Just last October, Health Cabinet Secretary Sicily Kariuki told an EAC gathering that Kenya is still open for more private healthcare providers.

“We recognise that our health systems are closely interlinked and the only way is to strengthen our governance systems for the health sector to realise efficiency and value for money,” she said.

“The healthcare [sector] is set to grow USD 65 billion & Kenya is open to private sector investment in healthcare,” Ms Kariuki said a month later at a diaspora event.
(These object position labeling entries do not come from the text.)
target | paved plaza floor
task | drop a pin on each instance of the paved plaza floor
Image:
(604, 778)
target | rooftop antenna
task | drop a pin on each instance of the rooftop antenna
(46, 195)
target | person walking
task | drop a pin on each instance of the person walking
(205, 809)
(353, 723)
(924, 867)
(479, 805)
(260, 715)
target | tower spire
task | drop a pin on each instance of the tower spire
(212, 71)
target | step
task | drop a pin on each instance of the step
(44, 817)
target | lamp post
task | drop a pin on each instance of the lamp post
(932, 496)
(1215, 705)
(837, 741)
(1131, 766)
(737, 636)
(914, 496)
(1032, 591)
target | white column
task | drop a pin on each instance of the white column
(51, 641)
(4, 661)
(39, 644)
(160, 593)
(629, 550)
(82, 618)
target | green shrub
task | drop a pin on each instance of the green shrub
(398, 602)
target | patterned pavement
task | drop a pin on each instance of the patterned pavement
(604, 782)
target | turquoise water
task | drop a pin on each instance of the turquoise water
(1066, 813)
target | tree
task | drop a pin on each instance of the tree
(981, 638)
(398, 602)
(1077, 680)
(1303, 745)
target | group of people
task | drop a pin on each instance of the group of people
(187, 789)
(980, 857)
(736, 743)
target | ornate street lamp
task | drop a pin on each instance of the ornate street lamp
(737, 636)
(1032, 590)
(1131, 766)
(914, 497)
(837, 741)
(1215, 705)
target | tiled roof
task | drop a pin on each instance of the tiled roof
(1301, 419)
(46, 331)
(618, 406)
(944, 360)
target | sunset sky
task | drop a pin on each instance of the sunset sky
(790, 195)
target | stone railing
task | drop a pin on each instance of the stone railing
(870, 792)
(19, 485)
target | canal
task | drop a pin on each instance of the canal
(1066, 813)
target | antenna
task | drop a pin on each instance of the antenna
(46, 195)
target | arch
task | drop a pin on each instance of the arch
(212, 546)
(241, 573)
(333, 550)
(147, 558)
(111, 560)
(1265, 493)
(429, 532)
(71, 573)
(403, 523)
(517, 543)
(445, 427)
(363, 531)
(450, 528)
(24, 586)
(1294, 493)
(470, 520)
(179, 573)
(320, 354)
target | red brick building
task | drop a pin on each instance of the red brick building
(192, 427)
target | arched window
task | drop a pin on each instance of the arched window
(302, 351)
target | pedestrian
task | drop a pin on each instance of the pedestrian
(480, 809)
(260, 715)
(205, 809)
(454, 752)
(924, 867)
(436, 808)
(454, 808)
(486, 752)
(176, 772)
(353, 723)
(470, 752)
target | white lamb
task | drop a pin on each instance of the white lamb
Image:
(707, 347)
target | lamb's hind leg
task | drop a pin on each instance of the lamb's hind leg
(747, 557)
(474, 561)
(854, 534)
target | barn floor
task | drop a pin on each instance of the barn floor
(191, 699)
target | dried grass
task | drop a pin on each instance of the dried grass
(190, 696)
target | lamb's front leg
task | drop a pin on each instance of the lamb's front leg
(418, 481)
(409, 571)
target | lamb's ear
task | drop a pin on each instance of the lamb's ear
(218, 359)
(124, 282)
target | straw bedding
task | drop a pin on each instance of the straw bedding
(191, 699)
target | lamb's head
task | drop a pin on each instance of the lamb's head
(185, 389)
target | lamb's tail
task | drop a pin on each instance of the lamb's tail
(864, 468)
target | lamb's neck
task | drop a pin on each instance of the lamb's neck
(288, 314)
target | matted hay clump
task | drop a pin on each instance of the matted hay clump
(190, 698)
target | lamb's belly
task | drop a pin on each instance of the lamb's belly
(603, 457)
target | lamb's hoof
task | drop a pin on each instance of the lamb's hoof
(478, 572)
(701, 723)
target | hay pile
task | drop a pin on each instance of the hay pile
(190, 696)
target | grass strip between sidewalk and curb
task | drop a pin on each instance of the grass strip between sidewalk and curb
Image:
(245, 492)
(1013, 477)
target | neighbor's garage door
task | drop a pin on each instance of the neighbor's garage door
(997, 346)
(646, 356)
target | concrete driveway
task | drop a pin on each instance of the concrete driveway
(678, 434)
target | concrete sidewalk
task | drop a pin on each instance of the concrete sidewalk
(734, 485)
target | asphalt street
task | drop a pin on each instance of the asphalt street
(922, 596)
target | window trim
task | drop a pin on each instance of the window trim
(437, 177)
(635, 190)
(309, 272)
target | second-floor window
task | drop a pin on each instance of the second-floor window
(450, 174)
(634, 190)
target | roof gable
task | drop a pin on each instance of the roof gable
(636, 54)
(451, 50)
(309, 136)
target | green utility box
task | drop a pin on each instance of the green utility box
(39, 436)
While investment in healthcare is a good thing, no one seems to be working to ensure that patients get affordable, necessary (and only necessary) care.


Instead, private hospitals have built their own ways of working, which are often about getting as much money as they can from each person who walks through their doors.

With corporate pressure to meet revenue targets, and the hospital as first a business before anything else, managers push clinical staff to do unethical and unsavoury things like admitting patients for whom a simple injection and good wishes would have been enough.

While Madaga lay dying in an ambulance, the system that should have huddled to save his life did not fail.

It worked exactly as it had been built, to see him not as a patient in need of critical care, but as a customer who did not have money to pay for the service of helping him.

He died on an ICU bed that was offered to him when, in retrospect, the damage was already done.

And not even on those long dark hours in October 2015, but long long before.

There have been many Madagas in Kenya, denied their human and constitutional rights to have a healthcare system that is pro-people before anything else. Something needs to give.